Some Consumers Lose Longtime Doctors In New Plans
Insurers say narrow networks that exclude some providers are part of the trade-off for keeping down premiums and enrolling those with pre-existing conditions. Other media outlets offer consumers advice on getting a procedure or drug covered and examine the law's impact on doctors' offices and small businesses.
The Associated Press: Consumers Losing Doctors With New Insurance Plans
Before the law took effect, experts warned that narrow networks could impact patient’s access to care, especially in cheaper plans. But with insurance cards now in hand, consumers are finding their access limited across all price ranges. The dilemma undercuts President Obama’s 2009 pledge that: “If you like your doctor, you will be able to keep your doctor, period." ... Narrow networks are part of the economic trade-off for keeping premiums under control and preventing insurers from turning away those with pre-existing conditions (5/13).
Fox News: How To Get Your Health Provider To Cover Something Not On Your Plan
Getting a health insurer to cover something that isn’t part of your plan is tricky—but not impossible. “It is possible to get coverage, but it takes a lot of work on the customer’s side,” says Carrie Mclean, director of customer care at eHealthInsurance.

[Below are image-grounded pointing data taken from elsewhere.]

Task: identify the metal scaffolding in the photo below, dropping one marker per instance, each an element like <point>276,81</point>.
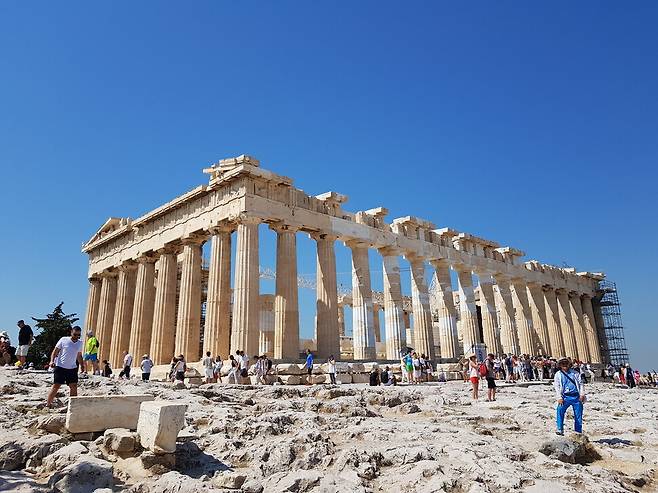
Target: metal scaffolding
<point>614,346</point>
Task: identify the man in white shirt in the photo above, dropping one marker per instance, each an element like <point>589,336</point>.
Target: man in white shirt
<point>65,359</point>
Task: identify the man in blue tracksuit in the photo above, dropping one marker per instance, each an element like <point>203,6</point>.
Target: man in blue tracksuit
<point>569,392</point>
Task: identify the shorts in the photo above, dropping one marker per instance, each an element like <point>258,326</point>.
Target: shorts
<point>62,376</point>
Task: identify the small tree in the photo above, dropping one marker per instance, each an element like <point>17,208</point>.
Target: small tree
<point>55,326</point>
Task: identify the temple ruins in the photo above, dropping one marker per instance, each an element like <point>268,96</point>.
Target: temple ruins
<point>151,292</point>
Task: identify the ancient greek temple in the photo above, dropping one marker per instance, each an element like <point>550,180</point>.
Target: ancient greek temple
<point>150,291</point>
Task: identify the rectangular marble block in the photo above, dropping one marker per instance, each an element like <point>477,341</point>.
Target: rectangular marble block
<point>99,413</point>
<point>159,424</point>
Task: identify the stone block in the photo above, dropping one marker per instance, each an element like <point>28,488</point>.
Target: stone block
<point>159,424</point>
<point>98,413</point>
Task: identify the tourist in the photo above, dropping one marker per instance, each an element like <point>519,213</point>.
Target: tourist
<point>127,363</point>
<point>491,378</point>
<point>417,369</point>
<point>331,362</point>
<point>91,353</point>
<point>65,359</point>
<point>208,367</point>
<point>217,369</point>
<point>146,365</point>
<point>107,369</point>
<point>309,366</point>
<point>569,391</point>
<point>179,370</point>
<point>233,372</point>
<point>5,349</point>
<point>474,375</point>
<point>25,338</point>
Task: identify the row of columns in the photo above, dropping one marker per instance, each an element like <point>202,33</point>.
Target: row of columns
<point>132,310</point>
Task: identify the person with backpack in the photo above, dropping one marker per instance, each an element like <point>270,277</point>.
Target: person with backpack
<point>569,392</point>
<point>474,374</point>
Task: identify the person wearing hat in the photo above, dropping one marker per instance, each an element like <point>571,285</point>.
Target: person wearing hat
<point>569,392</point>
<point>146,366</point>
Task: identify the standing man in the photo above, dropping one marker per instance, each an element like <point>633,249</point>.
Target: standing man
<point>91,353</point>
<point>25,337</point>
<point>569,391</point>
<point>65,359</point>
<point>309,365</point>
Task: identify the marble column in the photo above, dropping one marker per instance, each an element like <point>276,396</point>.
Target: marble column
<point>446,310</point>
<point>106,314</point>
<point>508,334</point>
<point>216,336</point>
<point>490,325</point>
<point>244,328</point>
<point>164,312</point>
<point>363,336</point>
<point>523,317</point>
<point>553,322</point>
<point>539,321</point>
<point>327,332</point>
<point>142,319</point>
<point>376,327</point>
<point>123,313</point>
<point>590,329</point>
<point>266,322</point>
<point>579,326</point>
<point>423,336</point>
<point>393,313</point>
<point>468,321</point>
<point>188,323</point>
<point>341,320</point>
<point>93,303</point>
<point>286,305</point>
<point>566,323</point>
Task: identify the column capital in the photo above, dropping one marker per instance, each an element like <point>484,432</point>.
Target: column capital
<point>280,227</point>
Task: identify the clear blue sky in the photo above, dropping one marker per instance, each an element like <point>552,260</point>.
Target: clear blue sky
<point>533,124</point>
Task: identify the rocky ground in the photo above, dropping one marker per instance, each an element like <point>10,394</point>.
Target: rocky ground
<point>349,438</point>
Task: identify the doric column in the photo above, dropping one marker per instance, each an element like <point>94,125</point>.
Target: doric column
<point>566,323</point>
<point>123,313</point>
<point>553,322</point>
<point>286,306</point>
<point>188,323</point>
<point>362,330</point>
<point>489,317</point>
<point>393,314</point>
<point>376,328</point>
<point>266,336</point>
<point>468,321</point>
<point>446,309</point>
<point>327,333</point>
<point>539,322</point>
<point>341,320</point>
<point>508,334</point>
<point>420,301</point>
<point>523,317</point>
<point>93,303</point>
<point>590,329</point>
<point>579,326</point>
<point>216,336</point>
<point>164,312</point>
<point>244,327</point>
<point>106,314</point>
<point>142,319</point>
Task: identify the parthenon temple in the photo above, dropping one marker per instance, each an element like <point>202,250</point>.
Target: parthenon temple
<point>151,292</point>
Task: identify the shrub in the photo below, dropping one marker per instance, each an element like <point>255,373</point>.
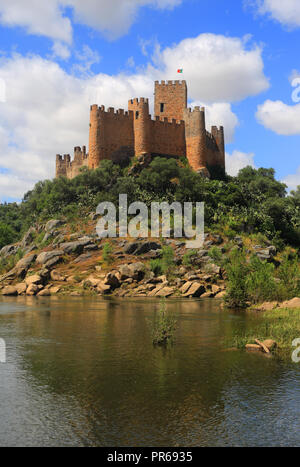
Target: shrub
<point>156,266</point>
<point>289,275</point>
<point>260,281</point>
<point>107,253</point>
<point>164,326</point>
<point>237,269</point>
<point>7,235</point>
<point>215,254</point>
<point>167,259</point>
<point>187,259</point>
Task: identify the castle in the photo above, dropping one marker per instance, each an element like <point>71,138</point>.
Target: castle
<point>175,131</point>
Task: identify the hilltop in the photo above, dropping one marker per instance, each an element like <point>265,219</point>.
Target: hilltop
<point>49,241</point>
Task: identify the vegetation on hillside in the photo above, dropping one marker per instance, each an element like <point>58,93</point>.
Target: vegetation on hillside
<point>253,202</point>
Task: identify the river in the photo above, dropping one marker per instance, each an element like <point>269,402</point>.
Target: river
<point>84,372</point>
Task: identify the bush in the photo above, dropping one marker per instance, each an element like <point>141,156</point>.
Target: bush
<point>167,259</point>
<point>237,269</point>
<point>164,326</point>
<point>289,275</point>
<point>188,257</point>
<point>215,254</point>
<point>7,235</point>
<point>107,253</point>
<point>156,266</point>
<point>260,281</point>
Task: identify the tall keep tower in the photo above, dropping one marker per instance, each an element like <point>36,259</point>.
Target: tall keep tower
<point>170,99</point>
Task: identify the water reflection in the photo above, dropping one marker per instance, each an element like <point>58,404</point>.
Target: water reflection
<point>84,372</point>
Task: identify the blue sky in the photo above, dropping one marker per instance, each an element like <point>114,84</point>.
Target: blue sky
<point>58,57</point>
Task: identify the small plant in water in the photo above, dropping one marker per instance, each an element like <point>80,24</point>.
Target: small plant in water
<point>164,326</point>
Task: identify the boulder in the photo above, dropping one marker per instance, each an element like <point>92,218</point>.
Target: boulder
<point>215,289</point>
<point>53,224</point>
<point>47,256</point>
<point>9,250</point>
<point>267,306</point>
<point>134,271</point>
<point>112,279</point>
<point>221,294</point>
<point>56,276</point>
<point>131,247</point>
<point>92,281</point>
<point>76,247</point>
<point>196,290</point>
<point>213,269</point>
<point>82,258</point>
<point>10,290</point>
<point>157,289</point>
<point>270,344</point>
<point>28,237</point>
<point>185,287</point>
<point>208,295</point>
<point>26,262</point>
<point>165,292</point>
<point>33,289</point>
<point>254,348</point>
<point>125,272</point>
<point>35,279</point>
<point>21,288</point>
<point>293,303</point>
<point>104,288</point>
<point>53,262</point>
<point>54,290</point>
<point>44,273</point>
<point>44,293</point>
<point>137,249</point>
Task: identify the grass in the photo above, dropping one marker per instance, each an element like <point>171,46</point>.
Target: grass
<point>163,326</point>
<point>281,325</point>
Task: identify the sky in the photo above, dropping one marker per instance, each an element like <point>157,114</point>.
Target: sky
<point>240,59</point>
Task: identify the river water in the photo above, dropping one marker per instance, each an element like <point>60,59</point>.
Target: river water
<point>83,372</point>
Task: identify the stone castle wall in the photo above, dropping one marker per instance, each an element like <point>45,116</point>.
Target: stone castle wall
<point>174,131</point>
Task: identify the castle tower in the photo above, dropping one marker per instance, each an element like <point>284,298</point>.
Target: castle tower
<point>195,134</point>
<point>94,138</point>
<point>218,134</point>
<point>141,125</point>
<point>170,99</point>
<point>62,164</point>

Whether it’s medication, a procedure or any other treatment, “making it clear that the doctor is recommending this and that it’s medically necessary can really help,” she adds (Fuscaldo, 5/13).
Minnesota Public Radio: Q&A With Dr. Hallberg: The Effects Of ACA In The Doctor's Office
The White House has said 8 million people signed up by mid-April for private health insurance through the new exchanges. It's not clear how many of them are newly insured, but primary care providers around the nation are reportedly seeing more patients through the doors as a result of the Affordable Care Act. Dr. Jon Hallberg, a physician in family medicine at the University of Minnesota and medical director of the Mill City Clinic in Minneapolis came by to discuss how the new health care law is playing out in the doctor's office (5/13).
Meanwhile, media outlets look at the first premium proposals for 2015 and the law's impact on small businesses -
The Washington Post’s Wonkblog: One Health Insurer Wants To Cut Rates 6.8 Percent. Another Wants To Hike Them 26 Percent. What Gives?
The first Obamacare enrollment period barely just ended, and it's already time for insurers in some states to file information on premiums for 2015. The 2014 rate filings last year became major political stories in a non-election year, so it's safe to assume the same will happen this year. And the 2015 rates will give us a glimpse into the future of the health-care industry (Millman, 5/13).
Kaiser Health News: Brew Pub Owner Frustrated That Health Plan Prices Still Jumping
Until now, if employees were healthy and claims were few (as they are at Fat Head's), the company's cost of insuring those employees was relatively low. But, for a small business, if even one employee was in a car accident or was diagnosed with cancer, the amount the insurance company charged the firm to cover those employees could skyrocket the next year. The insurance industry called this "experience rating," and it is changing under the health law, says Steve Millard, who heads a small business association in Cleveland (Tribble, 5/14).
The Washington Post: What’s Obamacare Doing In A Debate Over Fairfax County Water Agency Appointee?
The national debate over the Affordable Care Act seemed an unlikely topic of discussion at Tuesday’s meeting of the Fairfax County Board of Supervisors -- especially since the item on the agenda was whether to reappoint a longtime member of the local water authority. Yet the law was what the supervisors focused on, specifically a letter to members of Congress written last fall by water board veteran Burton J. Rubin, warning that the insurance requirements of the Affordable Care Act would cause the water authority to stop insuring its employees (Olivo, 5/13).